Consumer video products, such as Skype and Facetime give the user a fluid, easy-to-use, and beautiful looking experience. Their interfaces are simple, social and familiar. Business video needs to take a leaf out of their book as far as aesthetics, ease-of-use and user experience are concerned. However, what they can’t do is connect with other products and provide business-quality, high definition and secure video calls and Virtual Meeting Rooms (VMRs).

Almost everyone these days is using consumer-video, but not so much in the workplace, why? Why if they use it personally are they not using it, or being expected to use it professionally. I think it stands to reason that they are not being offered the same user experience (regardless of the technology providers behind it). 

Imagine the possibilities if you could marry consumer-video aesthetics and familiarity, with interoperable business-video at an affordable cost with outstanding customer service. Users resonate with products they can hold a familiarity with and a service they can trust. This will truly be the Holy Grail for any video managed service provider.

With the world moving to cloud for many business tools and services, video being a main one, user experience and ease of use is one of the keys to help drive success, and more importantly drive usage and adoption, which will turn drive greater service revenues for providers. A single user interface is the answer; one that does not restrict the user to being within their own network or building. It should also be a tool to help users manage their video calls, their VRMs and also provide the tools such as meeting scheduling and usage reports. It should also capture other useful information like call history so users can add any new addresses to their address book for use as required. It should pay for itself in abundance and it should reward users for their usage.

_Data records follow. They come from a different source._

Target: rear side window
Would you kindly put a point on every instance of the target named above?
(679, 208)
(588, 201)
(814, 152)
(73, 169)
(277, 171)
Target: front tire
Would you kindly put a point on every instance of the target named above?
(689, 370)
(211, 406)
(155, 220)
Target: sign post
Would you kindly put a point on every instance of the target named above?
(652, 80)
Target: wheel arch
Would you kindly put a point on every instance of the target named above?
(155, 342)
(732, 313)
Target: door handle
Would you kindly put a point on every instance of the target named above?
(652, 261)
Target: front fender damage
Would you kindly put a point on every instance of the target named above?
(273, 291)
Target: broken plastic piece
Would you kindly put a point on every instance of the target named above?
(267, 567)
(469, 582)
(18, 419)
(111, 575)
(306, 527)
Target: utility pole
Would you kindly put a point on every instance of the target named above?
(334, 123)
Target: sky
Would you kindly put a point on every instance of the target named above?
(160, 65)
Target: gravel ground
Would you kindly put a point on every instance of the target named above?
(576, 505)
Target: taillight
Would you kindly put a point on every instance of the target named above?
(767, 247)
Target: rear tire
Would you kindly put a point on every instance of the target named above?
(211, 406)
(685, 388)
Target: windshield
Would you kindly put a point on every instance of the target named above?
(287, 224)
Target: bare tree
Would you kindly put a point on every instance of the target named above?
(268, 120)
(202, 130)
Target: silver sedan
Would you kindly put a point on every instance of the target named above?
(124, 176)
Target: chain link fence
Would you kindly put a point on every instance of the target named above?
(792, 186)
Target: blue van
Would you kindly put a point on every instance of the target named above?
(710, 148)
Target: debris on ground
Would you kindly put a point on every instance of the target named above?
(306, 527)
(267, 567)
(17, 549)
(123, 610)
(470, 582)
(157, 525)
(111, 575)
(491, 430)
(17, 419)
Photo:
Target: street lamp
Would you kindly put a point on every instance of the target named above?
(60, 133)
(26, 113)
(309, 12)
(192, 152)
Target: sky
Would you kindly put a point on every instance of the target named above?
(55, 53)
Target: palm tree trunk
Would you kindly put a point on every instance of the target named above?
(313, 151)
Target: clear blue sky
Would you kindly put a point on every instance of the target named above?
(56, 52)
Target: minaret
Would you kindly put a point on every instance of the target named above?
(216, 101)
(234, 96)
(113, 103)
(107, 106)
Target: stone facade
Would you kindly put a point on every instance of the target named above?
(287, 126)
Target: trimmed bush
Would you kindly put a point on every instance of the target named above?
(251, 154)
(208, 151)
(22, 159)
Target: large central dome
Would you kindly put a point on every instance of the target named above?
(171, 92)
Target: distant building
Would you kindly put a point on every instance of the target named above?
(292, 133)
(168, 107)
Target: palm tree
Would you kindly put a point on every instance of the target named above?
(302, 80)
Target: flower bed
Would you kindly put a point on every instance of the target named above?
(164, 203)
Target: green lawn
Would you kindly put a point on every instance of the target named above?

Businesses are realising they should leave the service to experts, and actually do not want to fork out hundreds of thousands, if not millions of dollars on infrastructure and expertise to stay on the cutting edge of technology or even maintain a legacy environment.  We (business and users) do not do this for mobile phones, so why should we do this for video? Companies (CIO and CTO’s) are starting to look at this and realise a service provider may just be the answer.  Why not just take a video endpoint on a service and let the service provider keep adding value?  This makes sense doesn't it?  That’s what a service provider should do, add value and develop new products and services to ensure customers get what they need to ensure they have the best service and user experience possible. At an affordable price of course, that does not mean super cheap, as I firmly believe you get what you pay for.

Most of the video managed service providers in the market all have their USPs, for some it’s quality, capacity, security and support.  While others offer you unlimited VMRs for every employee in your business, which is a great sales pitch, but in reality will never be used to the full extent, not even close, the majority of video calls will be made one-to-one, so it that adding value? No is the answer. However, they do need access to a VMR when required and a hardware or software endpoint, which is important.

Business video needs a single interface, which should be accessible anywhere in the world, on any web-enabled device. This application needs to have a very wide cone of acceptance of products and services to ensure it captures every possible user case, so no matter what device you’re on or what service you’re using, you can connect to anyone and everyone.

Large vendors are only really looking at the enterprise market, whether that be large or small enterprise, its still only enterprise. There are a growing number of other managed video providers coming to the market, and some already in it, they all have their own user interface that adds value, but do they add value beyond using them for just the service they provide? Cisco has started to head down this path with Proximity, this is an enterprise tool and only works within a business’s own network, it’s not an application that you can use anywhere for making video calls and managing video meetings or VMR’s as they are known.

To be truly user centric and add user value, the application needs to be available to the user no matter which form of video meeting they need to attend, or host. It needs to be flexible and almost needs to become their mobile video work space, they should not need anything else apart from, as I mentioned earlier a hardware or software endpoint to make and receive calls. This will help drive usage and adoption. That said, you also need a great quality and reliable service provider to provide high quality video on a reliable network.

The Holy Grail is out there, who will bring it to market? That is the question.